Carlos Giménez (Madrid, 1941) es ya un autor indispensable en estas crónicas dedicadas a los tebeos de ciencia-ficción (y de cualquier crónica dedicada simplemente a cualquier tipo de tebeo), pues a él se deben títulos capitales e ineludibles como HOM o Érase una vez en el futuro, y hasta simpáticas incursiones en lo fantástico como Delta 99 o Dani Futuro, que sin llegar a la categoría de obras maestras sí pueden considerarse exploraciones conscientes del medio y el género y no meros paseos por el camino de losas amarillas que va de la profesionalidad a la gloria artística.
Haciendo suya aquella añeja frase de Arthur C. Clarke donde se afirma que la tecnología puede no llegar a diferenciarse de la magia, Giménez une en esta serie dos de sus amores confesados, dos de los campos donde se doctoró hace tiempo con nota de sobresaliente cum laude: la ciencia-ficción y la sátira política (y ahí queda para el futuro el gran análisis y la gran denuncia de lo que fue la transición en sus páginas para Mata Ratos o El Papus, recopilados en los álbumes Retales y España una, grande y libre). Y lo hace revisitando los viejos cuentos de hadas de nuestra infancia, poniéndolos al día en los detalles, subvirtiéndolos en lo más hondo cuando hace falta y devolviéndolos a la vez al público no necesariamente menudo al que algunos de esos cuentos fueron dirigidos originalmente.

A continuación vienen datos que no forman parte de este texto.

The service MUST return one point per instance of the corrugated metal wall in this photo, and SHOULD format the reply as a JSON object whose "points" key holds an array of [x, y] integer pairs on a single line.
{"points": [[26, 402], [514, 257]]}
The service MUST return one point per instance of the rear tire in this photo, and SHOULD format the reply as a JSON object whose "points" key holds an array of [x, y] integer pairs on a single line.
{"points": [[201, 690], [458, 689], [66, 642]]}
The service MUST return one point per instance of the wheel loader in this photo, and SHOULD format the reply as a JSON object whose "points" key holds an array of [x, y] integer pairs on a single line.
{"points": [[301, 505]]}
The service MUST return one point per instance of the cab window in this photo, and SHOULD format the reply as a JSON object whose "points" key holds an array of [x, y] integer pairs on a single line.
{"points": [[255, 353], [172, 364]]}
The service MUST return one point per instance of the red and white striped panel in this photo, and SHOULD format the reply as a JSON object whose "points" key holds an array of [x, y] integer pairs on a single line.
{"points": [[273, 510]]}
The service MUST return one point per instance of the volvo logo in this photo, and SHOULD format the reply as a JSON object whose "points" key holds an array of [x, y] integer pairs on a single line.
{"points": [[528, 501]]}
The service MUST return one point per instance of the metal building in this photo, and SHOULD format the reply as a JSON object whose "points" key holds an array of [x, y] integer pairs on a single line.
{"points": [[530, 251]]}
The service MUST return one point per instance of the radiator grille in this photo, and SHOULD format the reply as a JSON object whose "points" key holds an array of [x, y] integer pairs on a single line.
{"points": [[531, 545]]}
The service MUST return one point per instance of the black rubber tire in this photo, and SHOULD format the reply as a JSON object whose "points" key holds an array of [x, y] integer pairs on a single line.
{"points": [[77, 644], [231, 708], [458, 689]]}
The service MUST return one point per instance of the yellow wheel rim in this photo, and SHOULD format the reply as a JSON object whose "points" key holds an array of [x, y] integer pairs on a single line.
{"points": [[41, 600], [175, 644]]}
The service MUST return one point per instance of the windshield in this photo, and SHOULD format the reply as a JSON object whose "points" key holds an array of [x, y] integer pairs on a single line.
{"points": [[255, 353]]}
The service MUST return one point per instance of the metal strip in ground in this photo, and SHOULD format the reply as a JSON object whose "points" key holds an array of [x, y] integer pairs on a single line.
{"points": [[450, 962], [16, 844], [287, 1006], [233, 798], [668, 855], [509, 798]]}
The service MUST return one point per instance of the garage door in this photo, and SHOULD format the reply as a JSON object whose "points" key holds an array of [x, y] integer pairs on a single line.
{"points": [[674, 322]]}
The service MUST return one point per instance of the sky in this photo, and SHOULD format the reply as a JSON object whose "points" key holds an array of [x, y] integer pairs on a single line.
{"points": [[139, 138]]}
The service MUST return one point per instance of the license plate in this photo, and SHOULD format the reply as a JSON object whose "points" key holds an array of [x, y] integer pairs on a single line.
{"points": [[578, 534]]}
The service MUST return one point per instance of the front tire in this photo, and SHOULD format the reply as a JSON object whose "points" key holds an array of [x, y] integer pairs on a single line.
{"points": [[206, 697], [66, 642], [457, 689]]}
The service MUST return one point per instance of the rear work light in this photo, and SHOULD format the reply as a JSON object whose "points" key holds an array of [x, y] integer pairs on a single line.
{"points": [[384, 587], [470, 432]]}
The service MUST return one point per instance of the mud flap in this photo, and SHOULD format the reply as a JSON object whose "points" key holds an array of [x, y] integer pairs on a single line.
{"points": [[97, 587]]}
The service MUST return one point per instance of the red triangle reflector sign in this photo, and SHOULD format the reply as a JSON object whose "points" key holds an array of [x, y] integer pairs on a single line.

En este mundo de licenciados en paro convertidos en mendigos capaces de sacrificar a sus hijos, de migajas de pan que ahora son piezas de "lego", de marcas en el bosque sustituidas por graffitti en las paredes y de bellas durmientes radiactivas condenadas a la animación suspendida por la explosión de una central nuclear, Giménez combina hallazgos acertadísimos al trastocar los elementos mágicos en apropiadas explicaciones fantacientíficas, llenas siempre de jugosos detalles de humor: las habichuelas mágicas "biónicas" que germinan con la lluvia ácida y el monóxido primaveral; la vida eterna que concede el genio de la lámpara a base de implantes, transplantes, injertos y prótesis; el ábrete sésamo para acceder la cueva de los cuarenta ladrones explicada como plataforma de teleportación y clave acústica, o el encendedor de yesca como mando a distancia que permite ver pasado, presente y futuro van parejas a la identificación del ogro de Pulgarcito con un racista del ku-klux-klan, de la bruja de Hansel y Grettel con una vendedora de comida basura o la jocosa transmutación del castillo en las nubes del gigante de Jack y las habichuelas por la zona alta de la ciudad, aquí identificada por "La Moraleja", igual que son identificables políticos del momento empeñados en insistir que el país va bien o se trastoca al hada celosa por un obispo de la diócesis católica y el hada buena por un pirado de secta milenarista.
De esta mezcla de fantasía feérica, extrapolación futura y reflejo del mundo de hoy nace una serie fresquísima, con diálogos salpicados de humor y mala uva, donde lo políticamente incorrecto sacude todavía nuestras conciencias de adaptados al sistema (qué remedio) y la deformación consciente y esperpéntica de lo que ya damos por inevitable nos deja con una sonrisa amarga, porque vemos que hemos dejado de ser Pulgarcito (Negro) o Hansel y Grettel (McDowell) para pasar a ser, quizá motu proprio, reflejo del ogro.